Again, I do not want to get into full out debate here about this because it serves no purpose over who is right and wrong. I'm not doubting that pigeons can acheive these speeds as recorded by time clocks tracking metres per minute from start to finish and into the trap. However the thing is, tail winds cannot be factored into these equations. This speed is an average speed taken from the results of a race under varying circumstances and equipment. 

Let's just both agree that we are both right here, yes pigeons can theoretically achieve these speeds with a good wind backing them up but the actual "real" flying speeds of a pigeon, racing homer or feral is much lower than the figures you've provided as top speeds. There is a fine line there between "actual" top speed and top speed without aid from outside forces


----------



## pdpbison (Mar 15, 2005)

Hi Brad, 


I am not being contentious, I just think this is interesting...

When I mentioned the kinds of speeds which I thought were universally acknowkledged, you wished to dispute the figures.

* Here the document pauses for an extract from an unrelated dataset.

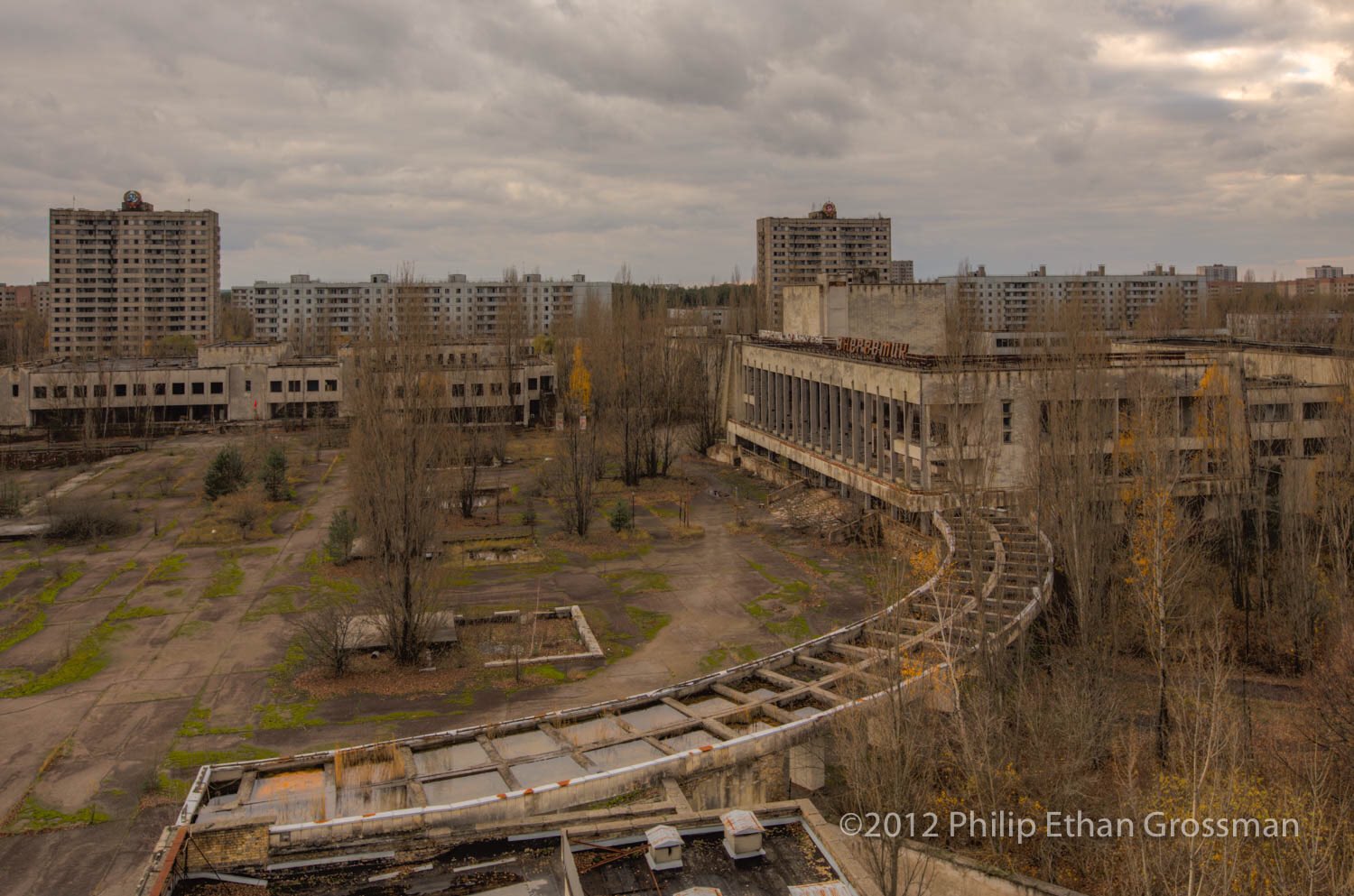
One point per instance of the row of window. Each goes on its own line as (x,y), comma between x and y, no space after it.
(119,390)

In that order...

This is an interesting aspect of our Birds and is worthwondering about I think.

I can respect that if you want to insist that these speeds are not real, and require tail winds. 

But, then please try and realise that tail winds do not tend to be something a Pigeon will have to support it for hundreds of miles in one direction.

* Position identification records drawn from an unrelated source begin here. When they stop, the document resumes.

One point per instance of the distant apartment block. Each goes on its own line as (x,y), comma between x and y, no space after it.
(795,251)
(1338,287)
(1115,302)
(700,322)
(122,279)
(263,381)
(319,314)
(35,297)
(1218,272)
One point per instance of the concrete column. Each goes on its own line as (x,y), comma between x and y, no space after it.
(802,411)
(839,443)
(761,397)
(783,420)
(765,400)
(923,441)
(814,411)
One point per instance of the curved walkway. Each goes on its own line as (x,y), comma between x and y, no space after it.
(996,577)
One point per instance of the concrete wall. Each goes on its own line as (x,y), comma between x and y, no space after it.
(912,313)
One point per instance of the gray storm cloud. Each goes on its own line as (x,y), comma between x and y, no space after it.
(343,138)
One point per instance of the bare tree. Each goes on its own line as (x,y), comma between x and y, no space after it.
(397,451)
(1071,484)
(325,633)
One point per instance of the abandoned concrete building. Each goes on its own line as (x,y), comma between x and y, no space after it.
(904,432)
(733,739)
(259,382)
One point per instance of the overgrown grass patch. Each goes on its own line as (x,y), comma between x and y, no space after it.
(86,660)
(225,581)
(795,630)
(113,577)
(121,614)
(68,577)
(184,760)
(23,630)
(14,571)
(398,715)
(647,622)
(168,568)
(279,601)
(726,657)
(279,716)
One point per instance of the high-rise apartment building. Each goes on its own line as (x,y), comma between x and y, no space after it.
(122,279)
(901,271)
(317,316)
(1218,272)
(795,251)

For all you or I know, the hundred-mile-an-hour Pigeon was going against a head wind, for that matter..! Lol...and almost no wind will be going in the same direction for a hundred miles, anyway.

How fast do you think they can fly then?

With no tail wind and no head wind...?



Look at a weather map sometime for a refresher on how Winds do not blow in a straight line anyway, they blow in storm fronts or large whirls, and, over a hundred miles, what was a tail wind for some of the time, becomes a doldrum, then becomes a head wind...or, what was a tail wind for some of a distance, becomes a side wind and then a head wind, depending on how one cross the large whirl of the Winds.

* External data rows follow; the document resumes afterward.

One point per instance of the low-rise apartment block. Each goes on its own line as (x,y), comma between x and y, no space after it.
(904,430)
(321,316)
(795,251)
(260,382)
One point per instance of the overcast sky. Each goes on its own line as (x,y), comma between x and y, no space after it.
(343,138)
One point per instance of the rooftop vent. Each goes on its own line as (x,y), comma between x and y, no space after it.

I can see that a tail wind would enhance appearent speed over the distances the Birds are Raced...so long as their Race was short enough to stay in the favorable arc of that Wind...an arc which will not be blowing in a straight line, like the Birds are flying.

I can not see that they would tend to top out much less than the figures the Racing organizations commemorate, with all the winds averaged out and or nulled or taken into account.

I myself only said "90" ish...initially, if memory serve...

The Racing organizations said "100" ish...which may represent occasions of favorable winds somehow.

Is 90 ish more than you would conceed?

...80 ish?

...70 ish?

...60 ish?

Just curious...  


Love,

Phil
Las Vegas


----------



## Pigeonpal2002 (Jul 27, 2002)

Oh Boy...Phil you are OUTRAGEOUS!!! LOL

You are certainly one of a kind in all respects....gotta give you that much

Speeds are something that I've been interested in and researched since I was knee high to a grasshopper. I've always had a facination with what animals could achieve in speeds of flight, running or swimming. I have volumes of books, encyclopedia, and reference material at hand. 

See post number #9 for my "opinion" of pigeons straight, level and unaided flight speeds and without a tail wind, I already agreed that the 90mph figure is achievable under certain circumstances. But you simple cannot base a speed of any animal without considering factors such as wind, ocean current or un-even, obstructed ground. 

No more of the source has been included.